Fajah Lourens, who played in GTST between 2002 and 2005, once told Privé that he never earned more than 2000 euros a month. That’s why she always did odd jobs on the side. “Meanwhile I was at a fair to earn some extra money. Then I received 800 euros to sign autographs.”
Babette van Veen (54), who played in Good Times at the very beginning and has returned in recent years, responded in 2015 to a Twitter user who claimed that she would earn between 5,000 and 7,000 euros net: “Haha! From which planet, you come, then everyone immediately retrained!”
Babette van Veen still plays in the theater and has her own t-shirt line. Colleagues Everon Hooi and Marly van der Velden are also in the clothing. They sell boxer shorts and socks respectively.
Because the GTST stars have a large number of followers on social media, they manage to earn nice extra that way.
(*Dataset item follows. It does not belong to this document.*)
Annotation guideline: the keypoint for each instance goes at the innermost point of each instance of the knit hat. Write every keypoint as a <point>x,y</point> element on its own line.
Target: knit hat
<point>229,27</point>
Those who don’t are soapies from the very beginning, Erik de Vogel and Caroline de Bruijn. They would each earn 10,000 euros a month, but deny that themselves. They do say they have an above-average income.
But Caroline de Bruijn explains that acting in a Dutch soap is not paid very well. “What actors earn in a soap opera in Italy or Germany is just tenfold. That’s because of the reach. In America, after twenty years of playing in The bold really nothing left to do, you know, financially. That is simply not the case in the Netherlands.”